The villagers had been frightened following the killing of the animals, but now, with the children missing, their fear turned to panic and anger. The children had to be located quickly, and alive.

By mid-morning, a single child had been found wandering incoherent through the deep green maze of the jungle. The small boy had turned his red-veined eyes on Father Castillo’s black robes, screamed the Guarani word for devil, and sobbed until bloody tears ran down his face. Father Castillo did what he could but the child had lapsed into a deathly blankness and had never woken again.

Now, the young priest exhaled wearily and looked at the faces surrounding him. Not since he and Father Gonzalez had first arrived had he seen such mistrust among the Guarani. And now there was something more in their eyes — fear … fear of him.

A dry rattling behind him caught his attention and he turned to see the medicine man, Nezu, shaking his gourd and pointing it at him, his creased lips moving in a chant and his eyes full of hatred. A small crowd had gathered, and this time they listened to his every word.

* * *

Father Castillo decided to move Father Gonzalez into the church. It was cooler within the stone structure, and far more secure. The tribe’s superstition was like a river that ran strongest just beneath the surface, and now that undercurrent was bubbling upwards in a surge of panic. It would not be long before it turned into savage action.

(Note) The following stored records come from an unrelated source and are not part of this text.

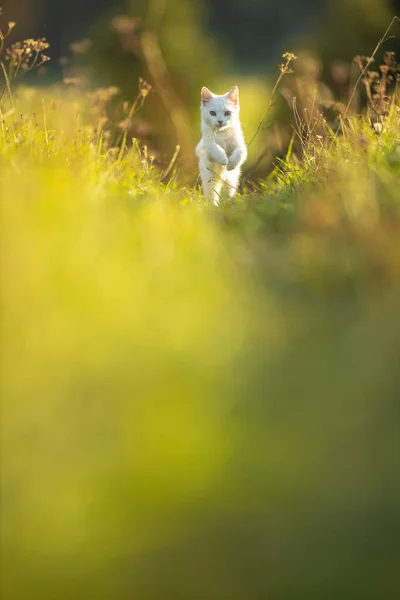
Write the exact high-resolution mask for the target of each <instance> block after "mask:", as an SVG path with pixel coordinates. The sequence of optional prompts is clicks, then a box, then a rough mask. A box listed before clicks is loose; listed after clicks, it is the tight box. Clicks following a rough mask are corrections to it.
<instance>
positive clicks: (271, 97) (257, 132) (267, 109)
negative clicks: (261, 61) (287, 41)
mask: <svg viewBox="0 0 400 600" xmlns="http://www.w3.org/2000/svg"><path fill="white" fill-rule="evenodd" d="M284 58H286V63H285V64H284V65H282V67H281V72H280V74H279V77H278V79H277V80H276V82H275V85H274V87H273V88H272V92H271V97H270V100H269V104H268V106H267V108H266V110H265V112H264V114H263V116H262V117H261V120H260V122H259V124H258V127H257V129H256V132H255V134H254V135H253V137H252V138H251V140H250V141H249V143H248V144H247V147H248V148H249V147H250V146H251V144H252V143H253V142H254V140H255V139H256V137H257V135H258V134H259V132H260V131H261V129H262V127H263V125H264V121H265V119H266V117H267V115H268V113H269V111H270V110H271V108H272V103H273V101H274V96H275V93H276V90H277V89H278V86H279V84H280V82H281V81H282V79H283V78H284V76H285V75H287V74H288V73H291V72H292V71H291V69H290V68H289V65H290V63H291V62H292V60H294V59H295V58H296V57H295V56H294V54H288V55H284Z"/></svg>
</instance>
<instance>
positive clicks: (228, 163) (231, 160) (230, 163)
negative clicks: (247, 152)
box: [226, 157, 239, 171]
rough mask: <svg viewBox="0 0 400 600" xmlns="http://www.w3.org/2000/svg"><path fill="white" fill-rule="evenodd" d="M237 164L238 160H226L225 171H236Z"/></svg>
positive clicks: (229, 159) (236, 158) (236, 159)
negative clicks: (226, 160)
mask: <svg viewBox="0 0 400 600" xmlns="http://www.w3.org/2000/svg"><path fill="white" fill-rule="evenodd" d="M238 164H239V161H238V159H237V158H234V159H233V160H232V157H231V158H230V159H229V160H228V164H227V167H226V170H227V171H233V170H234V169H236V167H237V166H238Z"/></svg>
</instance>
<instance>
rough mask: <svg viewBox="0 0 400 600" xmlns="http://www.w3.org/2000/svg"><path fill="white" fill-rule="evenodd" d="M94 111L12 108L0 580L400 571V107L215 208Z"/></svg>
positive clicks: (392, 579)
mask: <svg viewBox="0 0 400 600" xmlns="http://www.w3.org/2000/svg"><path fill="white" fill-rule="evenodd" d="M90 113H91V105H90V104H89V103H88V101H87V100H86V99H85V98H84V97H83V96H79V95H76V93H75V92H68V93H62V94H57V92H56V90H48V91H46V90H34V89H30V88H27V89H25V90H20V92H19V94H18V95H17V97H16V98H15V110H14V111H12V110H10V111H8V113H6V112H5V111H3V126H2V131H1V132H0V133H1V134H0V182H1V183H0V186H1V222H2V227H1V228H2V236H1V251H2V262H1V290H2V291H1V296H2V318H1V327H2V334H1V354H2V361H1V370H2V383H1V395H2V418H3V425H2V434H3V435H2V437H3V440H2V444H3V449H2V450H3V451H2V488H3V491H2V494H3V496H2V521H3V525H2V549H3V559H2V562H3V570H4V574H5V576H4V578H3V584H2V585H3V592H4V596H3V597H4V598H7V600H8V599H14V598H18V599H20V598H21V599H26V598H38V599H41V600H44V599H46V598H55V597H56V598H57V599H58V600H61V599H62V598H89V597H93V598H96V599H100V598H133V597H135V598H138V600H145V599H153V598H155V599H158V598H160V599H161V598H165V597H167V596H171V597H174V598H199V599H200V598H201V599H203V598H204V599H205V598H207V599H213V598H215V599H218V600H220V599H221V598H230V600H242V599H243V600H244V599H245V598H246V599H248V598H260V597H271V598H275V599H280V598H282V599H285V600H287V599H291V598H299V597H307V598H320V597H323V598H325V599H330V598H332V599H336V598H338V597H341V598H351V599H352V600H354V599H358V598H363V600H365V599H367V598H371V599H373V598H377V597H382V598H385V597H392V596H394V595H395V594H393V592H394V590H395V587H396V585H397V584H398V575H397V564H398V558H399V556H398V540H397V539H396V535H395V531H396V527H397V526H398V525H399V522H398V502H399V491H400V490H399V485H398V466H399V465H398V449H399V448H398V418H399V408H398V390H399V384H400V381H399V371H398V357H399V352H400V333H399V332H400V329H399V318H400V303H399V275H400V142H399V140H400V112H399V107H398V106H396V105H395V104H393V106H392V109H391V112H390V115H389V116H388V118H387V120H386V121H385V124H384V127H383V130H382V132H381V133H380V134H379V135H378V134H377V133H376V132H374V130H373V129H372V128H371V126H370V123H369V121H368V120H367V118H356V117H352V118H350V119H349V120H346V122H343V126H342V129H341V133H340V134H337V133H333V131H330V132H328V133H325V135H323V136H317V135H311V136H309V138H308V139H303V138H301V141H300V138H299V137H298V136H295V138H294V145H293V148H292V151H291V152H288V154H287V156H286V158H283V159H281V160H279V161H277V163H276V168H275V171H274V172H273V173H272V174H271V176H270V177H269V179H267V180H265V181H259V182H257V184H256V187H255V189H252V190H250V189H247V187H246V186H245V189H244V192H243V193H242V194H241V195H240V196H239V197H238V198H237V199H236V200H235V201H234V202H227V201H224V202H223V204H222V206H221V207H219V208H214V207H211V206H208V204H207V202H206V201H205V200H204V199H203V198H202V197H201V194H200V192H199V191H197V190H195V189H192V188H191V187H184V188H182V187H181V186H180V185H179V183H178V179H177V174H175V175H174V177H173V178H172V179H171V180H169V181H168V182H167V183H162V175H161V174H160V173H159V171H158V170H157V169H156V167H155V166H154V165H153V164H152V158H151V156H149V154H148V152H147V151H146V150H145V149H143V148H140V147H139V146H137V145H135V144H133V145H132V147H130V148H127V149H125V148H124V147H122V150H121V149H120V148H116V149H115V148H113V147H110V146H109V147H108V148H107V138H106V136H103V135H102V134H101V133H96V128H93V126H92V125H90V118H89V117H90ZM19 115H21V116H19ZM88 115H89V116H88ZM301 156H302V159H300V157H301Z"/></svg>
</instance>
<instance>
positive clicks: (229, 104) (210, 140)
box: [196, 86, 247, 205]
mask: <svg viewBox="0 0 400 600" xmlns="http://www.w3.org/2000/svg"><path fill="white" fill-rule="evenodd" d="M201 130H202V133H203V137H202V139H201V140H200V142H199V144H198V145H197V148H196V154H197V156H198V157H199V169H200V176H201V182H202V185H203V192H204V195H205V196H211V199H212V201H213V203H214V204H215V205H218V204H219V199H220V194H221V191H222V190H223V189H224V188H227V191H228V194H229V196H230V197H231V198H233V197H234V196H235V194H236V192H237V188H238V185H239V177H240V167H241V166H242V164H243V163H244V161H245V160H246V158H247V148H246V144H245V142H244V137H243V133H242V129H241V126H240V120H239V89H238V87H237V86H235V87H233V88H232V89H231V90H230V91H229V92H228V93H227V94H224V95H223V96H216V95H215V94H213V93H212V92H210V90H209V89H208V88H206V87H203V88H202V90H201Z"/></svg>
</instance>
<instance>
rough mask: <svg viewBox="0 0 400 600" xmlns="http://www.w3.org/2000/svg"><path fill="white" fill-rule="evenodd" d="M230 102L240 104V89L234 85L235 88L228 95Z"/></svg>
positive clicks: (236, 86) (233, 103)
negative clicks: (239, 89)
mask: <svg viewBox="0 0 400 600" xmlns="http://www.w3.org/2000/svg"><path fill="white" fill-rule="evenodd" d="M226 97H227V98H228V100H230V101H231V102H232V104H239V88H238V86H237V85H234V86H233V88H232V89H231V90H230V91H229V92H228V93H227V94H226Z"/></svg>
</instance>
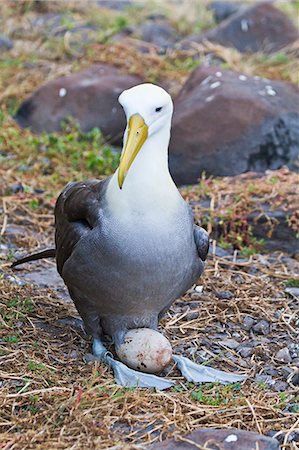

Father Gonzalez groaned as he was carried across the clearing. Steam seemed to rise from his sweat-damp skin wherever the dappled sunlight touched it. Despite the way the old man’s body shivered, Father Castillo thought it looked fuller, more fleshed out.

The faces of the men carrying the stretcher were twisted in disgust. None of the Guarani wanted to be near the old priest, or even look at him. It was if they believed he was somehow responsible for the turning fortunes of the village.

Garbled words bubbled up from deep inside the man and Castillo leaned close to his lips to hear. ‘La estrella nos quema.’ Castillo frowned: the star burns us — the words didn’t make any sense.

The old man’s mouth hung open behind his damp beard and strange squeaks and half-words continued to tumble out.